Galaxy Trucker

Galaxy Trucker was originally published by CGE in 2007 and it's a game I have had on my radar for some time so when this new edition arrived I was pleased to crack open the box and give it a whirl.


Designed by Vlaada Chvátil, Galaxy Trucker is a light tile placement game for 2-4 players, with a play time of around 30 minutes. It is quite literally an engine builder. The artwork on the box is charming: bright colours and a jolly cartoon style that leap out at you. The game itself has a great many tiles - again with art by Tomas Kucerovsky - and components that might look initially daunting. It soon becomes apparent tho' that Galaxy Trucker is nowhere near as complicated as it might look at first sight. It's a game explained via the most cheerfully informal rule book I have had the joy of reading. The streamlined rules are evidently one of the improvements in this new edition.


The game begins with all of the ship component tiles being laid face down on the table within easy reach of all of the players. Each player is dealt a player board that corresponds to the size of the ship they are building. This can be varied from game to game to increase the complexity, and this edition gives us more ships than in the 2007 original. The score board is a sort of race track, and each player's ship token is placed on the starting line...


A timer is flipped and then players turn over tiles from the communal pile simultaneously, revealing components which are then laid onto their player board to build their ship.


There are a great number of components, from engines and lasers to cargo containers and cabins and more. The lion's share of the rulebook concerns the rules of placing these components. You can't, for example, have a part of your ship 'behind' an engine module, as it would get vaporised. Your aim is to build a ship that will fly the fastest, carry the most cargo, with the largest crew, in the safest manner possible. But, of course, you flip the tiles blind whilst the timer runs down and everyone else is frantically doing the same: all scrabbling over the same rapidly dwindling supply of components.

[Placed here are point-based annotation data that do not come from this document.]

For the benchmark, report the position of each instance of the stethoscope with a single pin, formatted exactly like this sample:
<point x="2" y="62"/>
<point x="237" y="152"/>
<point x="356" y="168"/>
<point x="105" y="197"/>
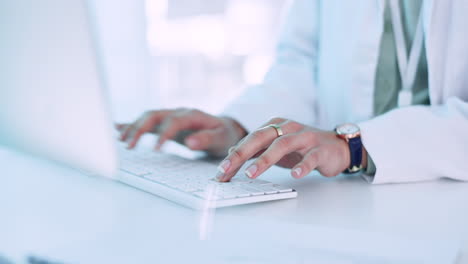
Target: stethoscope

The net result will be a bewildering array of ship designs, and any initial plan you might have of making a balanced, neatly symmetrical ship that reminds you of your favourite sci-fi vessel, flies out the airlock. The player to your right might manage, through sheer luck, to find most of the really good weapons, so they have a ship bristling with turrets on all sides. However, they barely managed to find any cargo pods, so they wont be carrying much. You find yourself with lots of connectors but few useful modules, so your ship becomes a tangled affair of spaghetti pipework connecting a handful of scattered cargo pods with an unseemly number of engines strapped onto the rear. You are fast, and you can carry a lot, but you are going to have to cross your fingers if you run into danger!


When the timer runs out and the ships are built, the game moves into its second phase. Cards are drawn from a deck that represents your voyage through space, with each offering an opportunity to gain cargo, crew, or a boost of speed to out-distance your opponents. These cards will have an immediate effect, such as 'An asteroid appears! Lets hope you have some lasers....' to choices you can make, 'Leave one crew member on this planet to gain one red resource cube'.

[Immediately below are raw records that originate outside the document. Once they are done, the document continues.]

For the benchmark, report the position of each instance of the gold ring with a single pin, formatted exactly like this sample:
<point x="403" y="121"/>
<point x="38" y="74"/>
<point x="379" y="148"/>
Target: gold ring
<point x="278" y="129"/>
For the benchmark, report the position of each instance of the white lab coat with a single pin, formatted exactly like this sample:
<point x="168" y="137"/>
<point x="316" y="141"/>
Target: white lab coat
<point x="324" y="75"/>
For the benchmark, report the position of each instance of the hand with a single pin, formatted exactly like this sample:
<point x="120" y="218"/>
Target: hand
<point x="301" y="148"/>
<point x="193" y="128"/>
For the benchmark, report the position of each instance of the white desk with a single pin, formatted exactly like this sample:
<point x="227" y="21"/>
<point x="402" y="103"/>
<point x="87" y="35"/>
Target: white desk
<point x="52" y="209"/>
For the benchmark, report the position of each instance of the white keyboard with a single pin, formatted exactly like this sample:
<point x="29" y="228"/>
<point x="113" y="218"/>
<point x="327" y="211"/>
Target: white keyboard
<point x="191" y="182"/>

As cards are turned over, your ship will gradually fill up with cargo and lose or possibly gain crew. Unlucky players will also lose bits of their ship, as asteroids, pirates and solar flares blow random sections to bits. These attacks can be (mostly) thwarted by the correct placement of lasers on your ship if, that is, you managed to find any and had the time to fit them facing the right direction...

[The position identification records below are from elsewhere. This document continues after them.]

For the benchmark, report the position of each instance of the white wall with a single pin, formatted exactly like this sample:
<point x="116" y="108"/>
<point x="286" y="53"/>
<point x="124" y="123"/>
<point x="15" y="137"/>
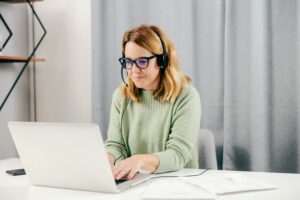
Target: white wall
<point x="63" y="82"/>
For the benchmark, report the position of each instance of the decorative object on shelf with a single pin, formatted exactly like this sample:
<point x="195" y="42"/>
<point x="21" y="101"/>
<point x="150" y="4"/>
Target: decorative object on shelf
<point x="9" y="31"/>
<point x="31" y="56"/>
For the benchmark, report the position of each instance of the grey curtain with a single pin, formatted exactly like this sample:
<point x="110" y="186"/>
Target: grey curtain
<point x="243" y="57"/>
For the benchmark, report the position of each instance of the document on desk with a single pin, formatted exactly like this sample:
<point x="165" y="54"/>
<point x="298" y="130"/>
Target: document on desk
<point x="227" y="183"/>
<point x="174" y="188"/>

Once the cards have all been used, scores are calculated based on the number of resource cubes you have in your ship, with some being more valuable than others. The winner, naturally, is the player with the highest score.

Galaxy Trucker is a simple easy-to-play game that especially shines with three or four players, ideally with the liberal addition of snacks and lubricated with wine or your tipple of choice. I can also seeing it being very popular as a family game, as kids will love the frenetic ship building. The ship building itself is great fun, reminding me of a high speed, time-sensitive Castles of Caladale (Renegade Game Studios) in space. With lasers.

Tho' the game is great fun, I found myself looking for a little more depth. The second phase of the game has no real interaction between players: you flip a card and see if you take damage, choose to take the action, or don't. I would love to see more ways to interact with your opponents. Perhaps there could be special modules that let you shoot an opponent's ship, or re-direct a comet into another player...

None of this detracts, however, from the heart of the game, which is likely to involve desperately flipping tiles looking for a shield array, finding one with 10 seconds to go and roaring in triumph, only to realise you don't have the right connector to attach it to your ship as your wife just swiped it from under your nose as the timer reached zero...


Galaxy Trucker is great fun: a light-hearted romp that gets surprisingly competitive and an excellent option for the family gaming cupboard.